Maintenant, ce roman de Guillaume, tel qu’il existe aujourd’hui en français, présente une singularité que j’ai déjà notée en passant, mais sur laquelle il importe de revenir d’une manière plus expresse. À une époque qu’il ne s’agit pas encore de déterminer, toutes les traditions poétiques, tous les chants épiques sur les exploits du duc Guillaume-le-Pieux, ont été amalgamés avec d’autres traditions, enveloppés et comme fondus dans d’autres chants populaires, dans d’autres fables romanesques, relatifs à d’autres incidens des guerres du midi contre les Arabes, relatifs à la conquête de la Septimanie et de Narbonne. Cette conquête a été attribuée à un comte, à un paladin du nom d’Aymeric, dont on a fait la souche d’une nombreuse lignée de héros qui se signalent tous par de grands exploits contre les Sarrasins.

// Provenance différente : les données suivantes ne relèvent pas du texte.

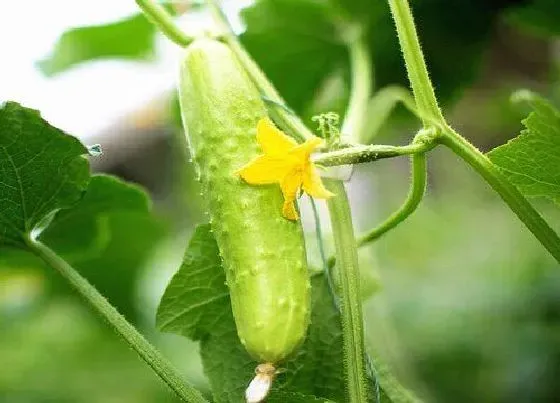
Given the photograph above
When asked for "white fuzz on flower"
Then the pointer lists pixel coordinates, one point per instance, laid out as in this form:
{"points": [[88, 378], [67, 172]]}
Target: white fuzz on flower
{"points": [[259, 387]]}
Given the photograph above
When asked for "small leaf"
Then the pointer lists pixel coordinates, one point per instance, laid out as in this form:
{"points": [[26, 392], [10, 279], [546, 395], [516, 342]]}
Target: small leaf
{"points": [[194, 300], [42, 169], [131, 38], [532, 159]]}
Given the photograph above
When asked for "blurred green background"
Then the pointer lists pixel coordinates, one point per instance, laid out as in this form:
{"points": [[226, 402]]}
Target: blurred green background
{"points": [[468, 304]]}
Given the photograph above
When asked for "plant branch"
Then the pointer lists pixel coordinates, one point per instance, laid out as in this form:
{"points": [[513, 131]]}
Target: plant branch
{"points": [[415, 195], [160, 17], [349, 281], [362, 85], [507, 191], [415, 65], [380, 107], [145, 350], [280, 113], [361, 154]]}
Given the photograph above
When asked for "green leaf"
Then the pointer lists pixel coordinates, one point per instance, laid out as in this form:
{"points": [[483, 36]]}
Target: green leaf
{"points": [[196, 304], [107, 236], [106, 233], [194, 300], [539, 17], [42, 169], [84, 232], [532, 160], [131, 38], [296, 45]]}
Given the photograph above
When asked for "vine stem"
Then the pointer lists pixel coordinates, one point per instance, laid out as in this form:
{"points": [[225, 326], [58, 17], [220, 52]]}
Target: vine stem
{"points": [[415, 195], [348, 273], [163, 368], [351, 305], [279, 112], [422, 88], [362, 84], [159, 16], [431, 116], [360, 154]]}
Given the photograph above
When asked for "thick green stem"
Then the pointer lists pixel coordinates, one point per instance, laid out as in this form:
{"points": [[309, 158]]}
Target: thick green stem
{"points": [[507, 191], [145, 350], [159, 16], [424, 95], [415, 194], [431, 115], [361, 154], [281, 114], [350, 301], [362, 84]]}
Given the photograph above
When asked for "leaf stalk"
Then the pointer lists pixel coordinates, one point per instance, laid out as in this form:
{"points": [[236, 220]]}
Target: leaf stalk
{"points": [[161, 366]]}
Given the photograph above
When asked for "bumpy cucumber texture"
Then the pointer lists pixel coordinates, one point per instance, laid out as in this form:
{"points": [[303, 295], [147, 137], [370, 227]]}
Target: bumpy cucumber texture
{"points": [[263, 253]]}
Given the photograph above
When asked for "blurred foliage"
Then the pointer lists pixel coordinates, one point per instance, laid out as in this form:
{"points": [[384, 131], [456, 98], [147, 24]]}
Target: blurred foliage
{"points": [[469, 309], [308, 41], [538, 16], [131, 38]]}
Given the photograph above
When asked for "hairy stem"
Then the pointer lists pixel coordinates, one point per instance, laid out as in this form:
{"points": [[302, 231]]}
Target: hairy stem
{"points": [[431, 115], [159, 16], [415, 65], [350, 302], [361, 154], [507, 191], [145, 350], [362, 84], [415, 194], [280, 113], [380, 107]]}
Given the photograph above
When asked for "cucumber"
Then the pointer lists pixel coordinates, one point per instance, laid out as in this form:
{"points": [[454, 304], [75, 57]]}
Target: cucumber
{"points": [[263, 253]]}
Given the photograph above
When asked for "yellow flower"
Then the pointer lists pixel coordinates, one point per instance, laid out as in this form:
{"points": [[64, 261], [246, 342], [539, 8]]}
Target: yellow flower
{"points": [[287, 163]]}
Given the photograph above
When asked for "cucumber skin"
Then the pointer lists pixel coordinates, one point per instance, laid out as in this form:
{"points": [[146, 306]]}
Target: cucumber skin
{"points": [[263, 253]]}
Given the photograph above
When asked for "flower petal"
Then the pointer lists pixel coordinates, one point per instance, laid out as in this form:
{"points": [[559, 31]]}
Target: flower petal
{"points": [[272, 140], [313, 185], [265, 170]]}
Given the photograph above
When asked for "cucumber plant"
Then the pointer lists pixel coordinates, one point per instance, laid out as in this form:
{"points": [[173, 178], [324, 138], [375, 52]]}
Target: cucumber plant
{"points": [[276, 319]]}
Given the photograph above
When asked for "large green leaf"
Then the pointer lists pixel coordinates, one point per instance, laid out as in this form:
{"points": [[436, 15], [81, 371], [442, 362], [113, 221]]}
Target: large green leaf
{"points": [[130, 38], [107, 236], [532, 159], [196, 304], [106, 230], [42, 169]]}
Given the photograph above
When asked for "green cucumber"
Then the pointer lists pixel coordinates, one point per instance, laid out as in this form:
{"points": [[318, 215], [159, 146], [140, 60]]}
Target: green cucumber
{"points": [[263, 253]]}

On a fait de Guillaume-le-Pieux un des fils de ce comte Aymeric : on lui a donné pour frère le fameux Gérard de Roussillon. En un mot, les personnages romanesques les plus célèbres du cycle carlovingien ont été groupés autour d’Aymeric de Narbonne, comme ses proches ou ses descendans ; toutes leurs prouesses ont été rattachées aux siennes, et toutes les guerres postérieures à la conquête de Narbonne ont été considérées comme le complément ou comme des épisodes de cette conquête. — Il ne faut pas oublier de noter que cet Aymeric du roman de Guillaume-au-court-Nez meurt de blessures reçues dans une grande bataille contre les Sarrasins.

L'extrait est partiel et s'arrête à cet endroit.